Natural Disasters The Cocoanut Grove Fire in Boston Part 1

About the Cocoanut Grove fire in Bostin in 1942, history and account of the tragedy, death, and destruction.



While W.W. II raged on into its second year for the U.S., Boston's "nightclub row" offered tinseled islands of escape to weary war-workers, servicemen, and celebrities. The Cocoanut Grove, oldest and most lavish of the entertainment palaces, consistently harbored throngs beyond its designated capacity. On this November Saturday night, attendance at the Grove set an all-time record. It was the day of the Boston-Holy Cross football game, and by ten o'clock that night, the upstairs dining room and the basement Melody Lounge were crowded with an estimated 800 to 1,000 people.

The floor show was scheduled to begin at 10:15. Just before bandleader Mickey Alpert raised his baton to downbeat "The Star-Spangled Banner," a shrill cry of "Fire!" came from the smoke-filled lounge.

When: Saturday night, Nov. 28, 1942.

Where: Boston, Mass.

The Loss: 491 dead and 150 injured.

The Disaster: Liquor flowed steadily from the bar to the unusually festive guests in the dusky lounge. The guest of honor was cowboy star Buck Jones, who sat with his party of 24 movie dignitaries. He was not destined to be one of the survivors. The simulated-leather walls, gauze-draped ceiling, and ersatz palm trees were supposedly fireproof. There was no sprinkling system. On the 20th, the Grove had been inspected by a veteran of Boston's Fire Prevention Bureau, Lt. Frank J. Linney. In his report he stated: "in my opinion, condition of the premises is good."

This, as it turned out, was a brash overstatement. A few minutes after ten on that fateful evening, a guest not satisfied with the degree of darkness surrounding his table unscrewed a light bulb from its half-coconut-shell retainer. Almost immediately the darkened corner was noticed by bartender John Bradley, who sent his barboy, 16-year-old Stanley Tomaszewski, to replace the bulb. After much fumbling in the darkness trying to locate the socket, the boy finally struck a match. A fabric palm leaf burst into flame. In 15 seconds, the Melody Lounge was ablaze and patrons were trampling each other trying to get to an exit.

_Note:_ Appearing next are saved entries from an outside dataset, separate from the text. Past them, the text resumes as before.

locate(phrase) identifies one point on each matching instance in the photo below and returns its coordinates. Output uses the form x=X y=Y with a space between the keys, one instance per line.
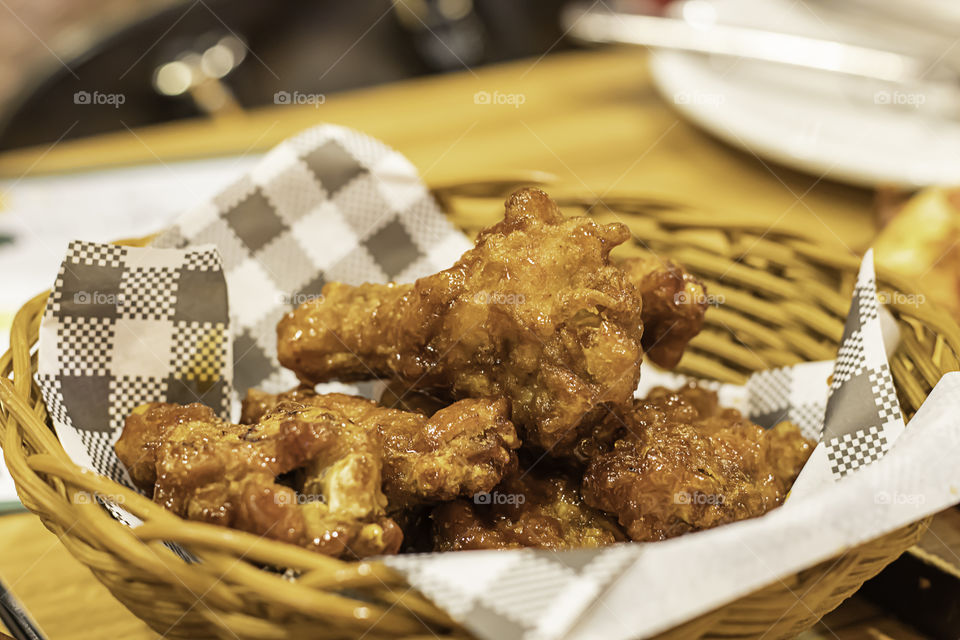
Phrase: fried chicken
x=535 y=312
x=674 y=304
x=403 y=396
x=675 y=463
x=204 y=468
x=460 y=450
x=529 y=509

Men and women were pushed, torn, and trampled in a milling stampede. When firemen arrived, 15 minutes after the alarm had been turned in, bodies were stacked up for 40 ft. behind the revolving door, preventing anyone from leaving or entering. The firemen had to use axes and sledgehammers to get in. The gathering crowd outside watched in horror as those inside suffocated, and, while watching, these onlookers blocked the rescue efforts of police and firemen.